フィーディング・ザ・マシーン / ビンカー&モーゼス
イギリスはサウス・ロンドンのジャズ・シーンにおいて、フリー・インプロヴィゼイションの旗手と目される、サックス奏者のビンカー・ゴールディングとドラマーのモーゼス・ボイドによるデュオ。
ファーストアルバムは2014年の『Dem Ones』で、これ一回こっきりかと思いきや、2017年には『Journey to the Mountain of Forever』、2018年と2020年にはライヴ作品『Alive in the East?』『Escape the Flames』と、コンスタントにリリースを続けてきた。

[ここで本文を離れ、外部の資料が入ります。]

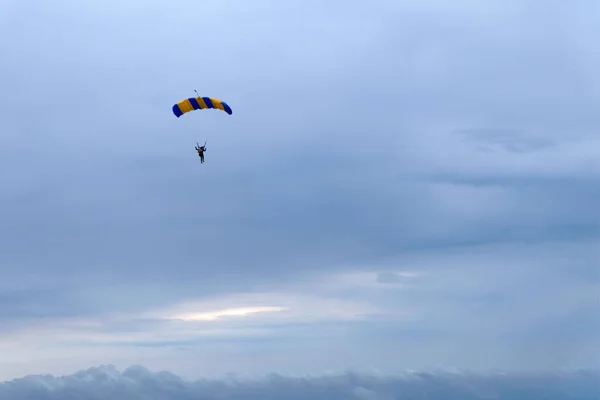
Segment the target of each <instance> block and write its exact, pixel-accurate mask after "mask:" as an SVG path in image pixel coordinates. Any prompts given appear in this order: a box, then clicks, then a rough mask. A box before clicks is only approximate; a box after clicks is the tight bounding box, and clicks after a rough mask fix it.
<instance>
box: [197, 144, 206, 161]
mask: <svg viewBox="0 0 600 400" xmlns="http://www.w3.org/2000/svg"><path fill="white" fill-rule="evenodd" d="M194 148H195V149H196V151H197V152H198V157H200V163H201V164H202V163H203V162H204V152H205V151H206V145H204V146H197V145H196V147H194Z"/></svg>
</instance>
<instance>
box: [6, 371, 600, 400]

今回の『Feeding the Machine』は、スタジオ作としては5年ぶりということになる。
前回のスタジオ作『Journey to the Mountain of Forever』はゲストを交え、スケールの大きな叙事詩的な音絵巻を描いていたが、今回の演奏者はビンカーとモーゼスの二人だけ。
ただし、イギリス人若手ベーシスト、マックス・ラザートがテープ・ループとエレクロニック・エフェクツで参加している。
おそらくは、サックスとドラムの生音をマックスによるマシンでフィードバックさせ、そのフィードバックに対してさらに生演奏を被せているのだろう。
マシンでのエフェクトのかけ方もかなり変則的でスリリング。
生音とマシンを交えた、フリーインプロビゼーションとも言えそうだ。
そして、プロデュースとエンジニアリングは、なんとヒュー・パジャム。
スティングやデヴィッド・ボウイなどを手掛けたロック界の大物である。
レコーディングはピーター・ガブリエルのリアル・ワールド・スタジオにて行われたそうだ。
なるほど、今回の作品には、EDMと言ったら言い過ぎだが、アンビエントやエレクトロぽい印象の曲もある。
マックス・ラザートやヒュー・パジャムを起用した狙いは、そこにあるのだろう。